Tu invece le lacrime le soffochi, perché i Quartieri non ti lasciano mai solo con il tuo dolore. Dai balconi arrivano sfuriate, pianti, risate amare. I passanti ti accarezzano con gli occhi. Cammina cammina, sopra basoli vulcanici che sono lucenti e butterati come caramelle sputate. Anche durante il piccolo lutto della siesta, il ticchettio solitario delle tue scarpe fa comparire sull’uscio dei bassi le casalinghe, proprio come la pioggia tira fuori i lombrichi. Non dicono niente, non ce n’è bisogno. Chi ha avuto ha avuto, chi ha dato ha dato.
But you hold your tears back because the Spanish Quarter won't let you suffer alone. The balconies overflow with fighting, crying, bitter laughter. Passers-by stroke you with long glances. Keep on walking, over volcanic street slabs as shiny and pockmarked as sucked candies. Even during the brief bereavement of the siesta, the pitter-patter of your lonely shoes brings housewives to their ground-floor doorways like the way the rain brings out the worms.
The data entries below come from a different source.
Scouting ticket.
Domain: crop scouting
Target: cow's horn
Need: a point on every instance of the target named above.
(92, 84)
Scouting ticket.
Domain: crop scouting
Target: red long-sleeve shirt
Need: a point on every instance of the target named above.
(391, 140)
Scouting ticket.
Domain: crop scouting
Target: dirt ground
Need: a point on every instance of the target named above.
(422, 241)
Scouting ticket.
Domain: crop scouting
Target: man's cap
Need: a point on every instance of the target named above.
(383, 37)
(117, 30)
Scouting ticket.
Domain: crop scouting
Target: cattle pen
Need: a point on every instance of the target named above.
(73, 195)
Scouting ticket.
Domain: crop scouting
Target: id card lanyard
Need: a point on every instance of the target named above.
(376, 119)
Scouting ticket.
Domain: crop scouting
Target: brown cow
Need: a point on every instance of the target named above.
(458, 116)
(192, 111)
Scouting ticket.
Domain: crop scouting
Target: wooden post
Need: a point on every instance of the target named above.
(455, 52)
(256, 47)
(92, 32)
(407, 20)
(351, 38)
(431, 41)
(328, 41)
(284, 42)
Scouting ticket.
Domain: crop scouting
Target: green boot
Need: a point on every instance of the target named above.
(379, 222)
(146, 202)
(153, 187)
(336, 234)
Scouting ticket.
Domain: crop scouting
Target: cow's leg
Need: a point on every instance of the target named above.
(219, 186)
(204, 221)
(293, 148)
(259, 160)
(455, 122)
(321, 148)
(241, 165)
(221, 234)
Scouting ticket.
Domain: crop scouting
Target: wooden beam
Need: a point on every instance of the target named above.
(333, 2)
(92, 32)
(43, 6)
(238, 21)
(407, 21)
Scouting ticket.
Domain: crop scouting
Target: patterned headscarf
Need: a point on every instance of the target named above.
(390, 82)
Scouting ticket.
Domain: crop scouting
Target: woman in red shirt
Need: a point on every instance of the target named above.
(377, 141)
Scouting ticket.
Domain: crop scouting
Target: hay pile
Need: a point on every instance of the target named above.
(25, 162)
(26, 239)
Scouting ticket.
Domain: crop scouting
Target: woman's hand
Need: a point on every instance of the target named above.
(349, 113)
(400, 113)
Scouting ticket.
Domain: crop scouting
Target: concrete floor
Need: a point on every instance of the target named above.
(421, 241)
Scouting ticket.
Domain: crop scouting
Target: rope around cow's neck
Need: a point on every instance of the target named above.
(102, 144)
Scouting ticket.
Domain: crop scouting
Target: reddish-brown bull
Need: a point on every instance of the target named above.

They don’t say anything, there’s no need to. What’s done is done.
Il quartiere di storie ne ha viste. E la fine era inevitabile, i segni premonitori già c’erano. Erano scritti negli avvisi funebri che si spellano come vecchi cerotti, e nello spray nero proprio sotto casa: Tonino mi manchi. Nell’intonaco che fatica a cicatrizzarsi dai vecchi terremoti, e nel tufo giallo sotto, il cuore friabile dei palazzi che si sgretola tra le dita. Non hai visto i segni, eh va buo’, è normale. Le calamità succedono quando meno te le aspetti, proprio sul più bello.
The Spanish Quarter has seen it all. And the end was inevitable, the signs were all there. They were written in the funeral posters peeling off like old bandages, and in the words spray-painted in black outside your building: Tonino, I miss you. It was written in the plaster split by old earthquakes and never fully scarred over, and in the yellow tufa stone beneath it, the crumbly heart of the buildings that falls apart between your fingers. You didn’t see the signs, but that’s no surprise. Disaster strikes when you least expect it, at the very best part.